Partially inspired by the predictable “Predictions for 2017” type of posts and articles comes my biased take on the key characteristics of the next generation marketing automation platform, which will emerge in 2017.
We will inarguably see most single/cross/multi channel platforms (read ESP’s) implement flow builders. They will call themselves marketing automation platforms.
We will also (still) see the companies behind write posts about the importance of handling abandoned baskets.
We will still see the big players and old legacy systems sit on their shares of the market, and we will also still see and talk about the mergers and acquisitions between CRM, analytics, BI and campaign systems.
We will however, see new platforms rise in the landscape. They are not necessarily “one platform does it all”, but they will certainly be built on a recipe based on the following:
Customers are first class citizens of the platform
Customer data is unified and accessible anywhere in the platform
Data is the very foundation of the platform. It's a CDP - a Customer Data Platform - providing the marketer with a unified customer database. This data is available to a marketer everywhere in the platform - whether it’s for segmentation, decision making, content building, evaluation or exploration.

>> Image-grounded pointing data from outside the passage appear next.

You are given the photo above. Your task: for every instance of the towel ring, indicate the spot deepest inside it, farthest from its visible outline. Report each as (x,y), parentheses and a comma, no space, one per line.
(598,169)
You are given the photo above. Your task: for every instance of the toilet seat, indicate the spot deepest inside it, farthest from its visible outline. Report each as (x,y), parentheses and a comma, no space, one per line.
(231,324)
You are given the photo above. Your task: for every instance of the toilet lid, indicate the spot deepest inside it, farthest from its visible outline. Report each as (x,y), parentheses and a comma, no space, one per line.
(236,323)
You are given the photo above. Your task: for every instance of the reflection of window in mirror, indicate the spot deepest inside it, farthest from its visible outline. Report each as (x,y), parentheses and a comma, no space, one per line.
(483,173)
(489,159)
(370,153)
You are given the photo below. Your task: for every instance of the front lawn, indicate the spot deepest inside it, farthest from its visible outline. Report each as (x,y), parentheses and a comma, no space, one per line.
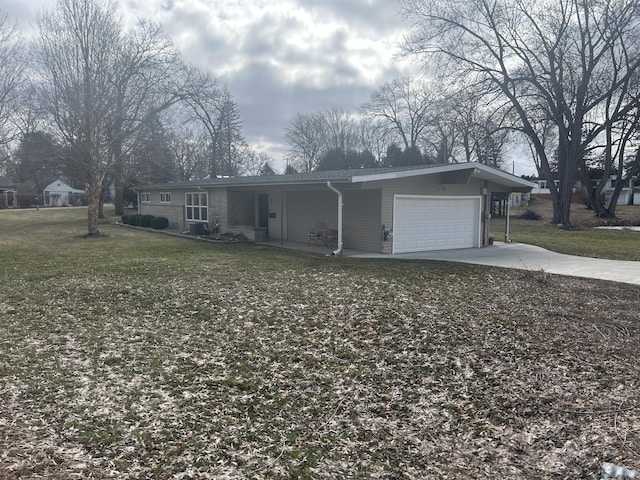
(583,240)
(140,355)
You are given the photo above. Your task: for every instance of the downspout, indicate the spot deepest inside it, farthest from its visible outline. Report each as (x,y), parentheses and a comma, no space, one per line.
(338,251)
(506,226)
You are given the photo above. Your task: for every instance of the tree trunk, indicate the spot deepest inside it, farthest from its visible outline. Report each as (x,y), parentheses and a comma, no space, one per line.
(93,212)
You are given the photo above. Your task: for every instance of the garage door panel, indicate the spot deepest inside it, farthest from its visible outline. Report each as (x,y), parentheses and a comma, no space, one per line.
(435,223)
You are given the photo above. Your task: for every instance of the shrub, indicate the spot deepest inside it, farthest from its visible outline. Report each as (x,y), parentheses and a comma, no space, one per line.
(145,220)
(530,215)
(160,223)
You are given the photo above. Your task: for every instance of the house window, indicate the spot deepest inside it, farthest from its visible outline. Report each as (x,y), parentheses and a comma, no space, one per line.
(196,205)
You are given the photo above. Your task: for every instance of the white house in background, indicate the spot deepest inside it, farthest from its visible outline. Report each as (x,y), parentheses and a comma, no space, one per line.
(59,194)
(626,194)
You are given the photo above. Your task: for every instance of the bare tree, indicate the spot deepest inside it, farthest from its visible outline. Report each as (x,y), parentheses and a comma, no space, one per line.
(550,56)
(404,104)
(146,80)
(304,136)
(78,55)
(12,67)
(312,135)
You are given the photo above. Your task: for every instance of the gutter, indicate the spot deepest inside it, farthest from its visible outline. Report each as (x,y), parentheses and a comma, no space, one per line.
(338,251)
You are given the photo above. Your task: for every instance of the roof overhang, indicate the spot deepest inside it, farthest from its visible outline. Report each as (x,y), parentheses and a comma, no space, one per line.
(453,173)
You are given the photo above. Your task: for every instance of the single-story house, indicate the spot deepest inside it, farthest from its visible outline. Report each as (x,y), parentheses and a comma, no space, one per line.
(59,194)
(8,193)
(390,210)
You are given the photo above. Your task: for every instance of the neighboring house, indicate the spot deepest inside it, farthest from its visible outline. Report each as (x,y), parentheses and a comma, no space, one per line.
(59,194)
(8,193)
(389,210)
(626,194)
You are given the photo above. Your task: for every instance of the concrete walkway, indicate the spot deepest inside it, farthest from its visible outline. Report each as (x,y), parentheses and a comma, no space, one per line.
(529,257)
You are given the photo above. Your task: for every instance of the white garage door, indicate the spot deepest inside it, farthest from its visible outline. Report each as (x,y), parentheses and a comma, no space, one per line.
(423,223)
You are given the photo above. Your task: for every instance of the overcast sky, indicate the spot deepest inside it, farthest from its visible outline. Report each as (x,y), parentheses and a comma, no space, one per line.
(277,57)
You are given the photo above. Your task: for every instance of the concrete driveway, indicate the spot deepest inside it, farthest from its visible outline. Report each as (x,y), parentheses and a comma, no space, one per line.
(530,257)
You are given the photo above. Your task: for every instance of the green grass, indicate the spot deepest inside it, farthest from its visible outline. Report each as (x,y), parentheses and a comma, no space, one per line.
(583,240)
(141,355)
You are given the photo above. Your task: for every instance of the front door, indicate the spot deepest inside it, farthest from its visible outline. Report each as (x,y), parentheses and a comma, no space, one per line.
(263,211)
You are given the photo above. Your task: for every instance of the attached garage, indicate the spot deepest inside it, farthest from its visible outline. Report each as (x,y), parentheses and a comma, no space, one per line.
(424,223)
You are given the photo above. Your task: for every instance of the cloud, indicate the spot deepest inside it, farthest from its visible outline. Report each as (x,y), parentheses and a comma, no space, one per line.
(277,57)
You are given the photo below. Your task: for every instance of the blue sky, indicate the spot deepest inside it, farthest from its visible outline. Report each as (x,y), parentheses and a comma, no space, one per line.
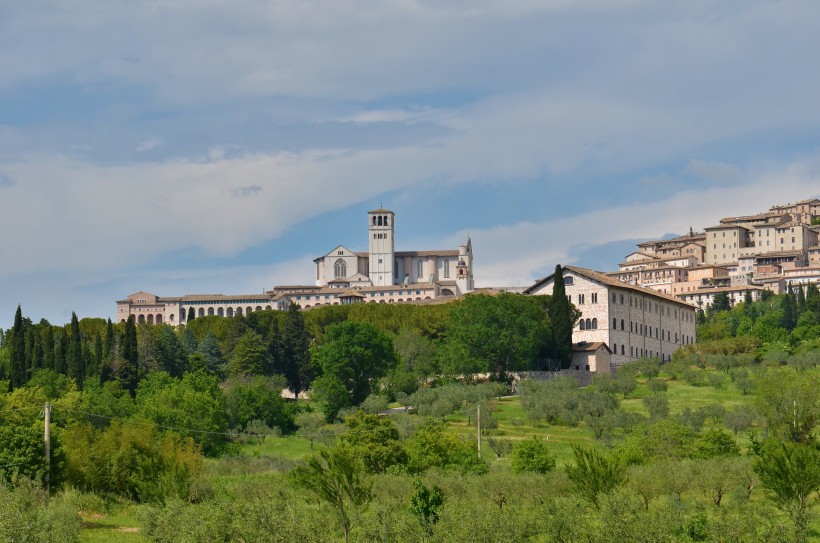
(190,146)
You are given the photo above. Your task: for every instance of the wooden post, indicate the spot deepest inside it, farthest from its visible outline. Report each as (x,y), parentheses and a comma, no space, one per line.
(47,439)
(478,425)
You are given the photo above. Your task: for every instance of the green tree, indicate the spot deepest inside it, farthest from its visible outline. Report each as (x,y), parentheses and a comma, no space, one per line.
(790,473)
(250,356)
(595,473)
(562,316)
(425,504)
(499,333)
(74,356)
(352,357)
(128,372)
(337,477)
(375,440)
(533,455)
(17,351)
(295,362)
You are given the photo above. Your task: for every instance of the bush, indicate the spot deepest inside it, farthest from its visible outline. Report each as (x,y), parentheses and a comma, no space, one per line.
(26,514)
(532,455)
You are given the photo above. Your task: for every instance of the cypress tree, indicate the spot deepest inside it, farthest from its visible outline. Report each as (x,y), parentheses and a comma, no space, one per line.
(129,367)
(789,310)
(294,345)
(48,349)
(561,318)
(74,357)
(801,299)
(17,352)
(60,349)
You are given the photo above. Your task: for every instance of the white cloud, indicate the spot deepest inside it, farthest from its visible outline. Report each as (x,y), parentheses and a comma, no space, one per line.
(519,253)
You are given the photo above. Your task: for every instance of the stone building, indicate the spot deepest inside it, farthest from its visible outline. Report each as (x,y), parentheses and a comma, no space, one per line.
(632,321)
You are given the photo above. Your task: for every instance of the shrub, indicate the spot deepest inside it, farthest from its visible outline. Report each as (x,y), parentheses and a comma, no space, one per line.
(532,455)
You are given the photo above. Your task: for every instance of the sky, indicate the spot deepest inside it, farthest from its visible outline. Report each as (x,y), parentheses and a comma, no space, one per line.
(219,146)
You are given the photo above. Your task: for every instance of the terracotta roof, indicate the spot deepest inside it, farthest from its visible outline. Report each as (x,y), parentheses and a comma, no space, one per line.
(606,280)
(586,346)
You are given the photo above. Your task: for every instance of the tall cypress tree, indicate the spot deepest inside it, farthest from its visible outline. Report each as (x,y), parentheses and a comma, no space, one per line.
(48,349)
(17,352)
(74,357)
(294,351)
(561,318)
(128,373)
(789,310)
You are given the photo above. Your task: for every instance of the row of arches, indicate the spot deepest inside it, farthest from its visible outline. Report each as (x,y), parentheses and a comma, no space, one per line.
(230,311)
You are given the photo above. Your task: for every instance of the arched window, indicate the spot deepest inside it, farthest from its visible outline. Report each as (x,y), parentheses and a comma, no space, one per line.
(340,269)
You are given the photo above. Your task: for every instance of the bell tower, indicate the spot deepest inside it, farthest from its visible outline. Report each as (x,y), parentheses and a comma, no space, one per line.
(381,255)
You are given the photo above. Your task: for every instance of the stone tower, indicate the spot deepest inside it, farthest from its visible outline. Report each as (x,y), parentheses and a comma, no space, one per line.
(464,269)
(382,249)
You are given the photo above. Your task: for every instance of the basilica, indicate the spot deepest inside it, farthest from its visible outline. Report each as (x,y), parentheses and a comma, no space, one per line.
(380,275)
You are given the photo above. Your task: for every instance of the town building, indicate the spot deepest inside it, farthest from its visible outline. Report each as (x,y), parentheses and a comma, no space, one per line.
(153,309)
(380,275)
(632,321)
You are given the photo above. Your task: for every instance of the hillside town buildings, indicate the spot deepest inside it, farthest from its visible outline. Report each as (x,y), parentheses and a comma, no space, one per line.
(754,253)
(380,275)
(632,320)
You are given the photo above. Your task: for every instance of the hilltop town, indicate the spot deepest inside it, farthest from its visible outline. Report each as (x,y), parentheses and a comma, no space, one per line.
(739,255)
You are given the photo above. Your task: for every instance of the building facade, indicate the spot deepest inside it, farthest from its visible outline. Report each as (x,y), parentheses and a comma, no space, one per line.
(633,321)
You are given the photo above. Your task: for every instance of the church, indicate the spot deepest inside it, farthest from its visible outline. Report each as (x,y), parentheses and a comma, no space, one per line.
(380,275)
(384,275)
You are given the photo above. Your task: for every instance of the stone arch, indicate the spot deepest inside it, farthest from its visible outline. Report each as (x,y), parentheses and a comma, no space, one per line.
(340,268)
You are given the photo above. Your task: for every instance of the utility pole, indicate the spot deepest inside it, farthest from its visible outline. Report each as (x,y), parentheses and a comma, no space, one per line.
(478,427)
(47,439)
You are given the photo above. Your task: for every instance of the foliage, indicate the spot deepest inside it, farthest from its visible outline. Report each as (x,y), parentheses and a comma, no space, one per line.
(595,473)
(132,459)
(352,358)
(532,455)
(27,515)
(434,446)
(425,504)
(337,477)
(790,473)
(499,333)
(375,440)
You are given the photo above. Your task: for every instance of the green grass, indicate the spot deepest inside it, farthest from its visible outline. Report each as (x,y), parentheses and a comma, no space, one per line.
(121,526)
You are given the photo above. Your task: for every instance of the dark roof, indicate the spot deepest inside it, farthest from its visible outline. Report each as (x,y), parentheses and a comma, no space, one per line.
(609,281)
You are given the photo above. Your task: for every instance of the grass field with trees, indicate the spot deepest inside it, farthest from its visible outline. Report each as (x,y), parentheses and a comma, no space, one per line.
(162,434)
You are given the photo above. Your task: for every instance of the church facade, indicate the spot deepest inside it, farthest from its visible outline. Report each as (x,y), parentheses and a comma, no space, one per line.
(380,275)
(384,267)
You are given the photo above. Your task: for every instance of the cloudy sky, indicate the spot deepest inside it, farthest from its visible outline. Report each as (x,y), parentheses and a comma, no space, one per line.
(218,146)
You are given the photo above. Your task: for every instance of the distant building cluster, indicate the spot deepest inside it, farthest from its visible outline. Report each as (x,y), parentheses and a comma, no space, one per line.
(381,275)
(645,309)
(751,253)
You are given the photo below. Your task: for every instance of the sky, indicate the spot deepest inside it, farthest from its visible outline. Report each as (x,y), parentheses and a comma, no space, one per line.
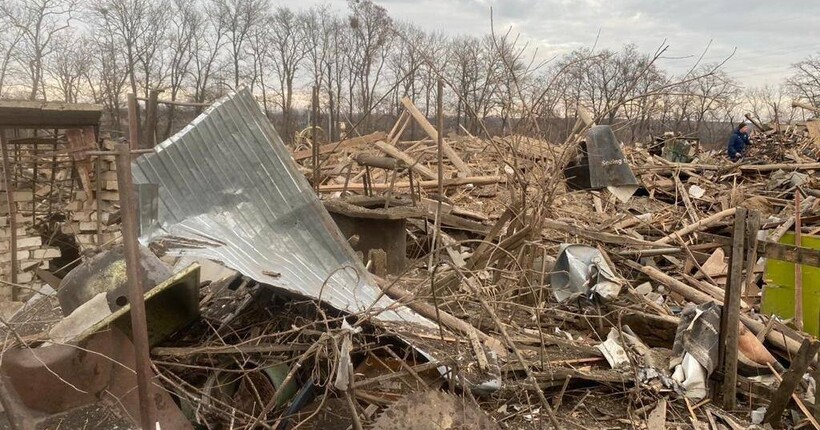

The data model for customers is schemaless. It is not limited to be contained in a 2-dimensional model (fitting in an excel sheet). Ideally it breaks down and unifies the data silos and provides a full 360 degrees view of a customer, which includes, but is not limited to, CRM data, purchases, pages and products visited, social media profile information, meta data, analytics data and campaign history.
It’s an event orchestration engine
Design the customer journey using customer data and events to trigger actions.
Marketing automation is about qualifying leads by moving them down the sales funnel in their customer journey. The platform lets marketers design flows which triggers actions based on decisions, conditions and events. Events and actions are not bound to belong to the platform. Events could happen in external systems and be sent to the orchestration engine. Actions triggered in the engine could be called in external systems as well, which altogether allows for creating a cross platform and cross channel experience.
Built for marketers
The platform empowers marketers
What does this even mean? It has mostly to do with user experience and the practical implementation of the previous 2 requirements.
A next generation platform needs not only look good - it also needs to provide a superior user experience.
The user interface should appeal to and also be understandable by marketers who would just as well happen to be in the market for an entry-level system.
The primary challenge is to make data and especially segmentation “easy” for the marketer - who should not care about SQL/noSQL, hadoop clusters, vertices and edges, map reduce and other technical terms. The marketer should be provided with an intuitive and appealing user interface, which responds with lightning speed and inspires its users to be adventurous enabling them to grow and feel comfortable with it, while they get things done.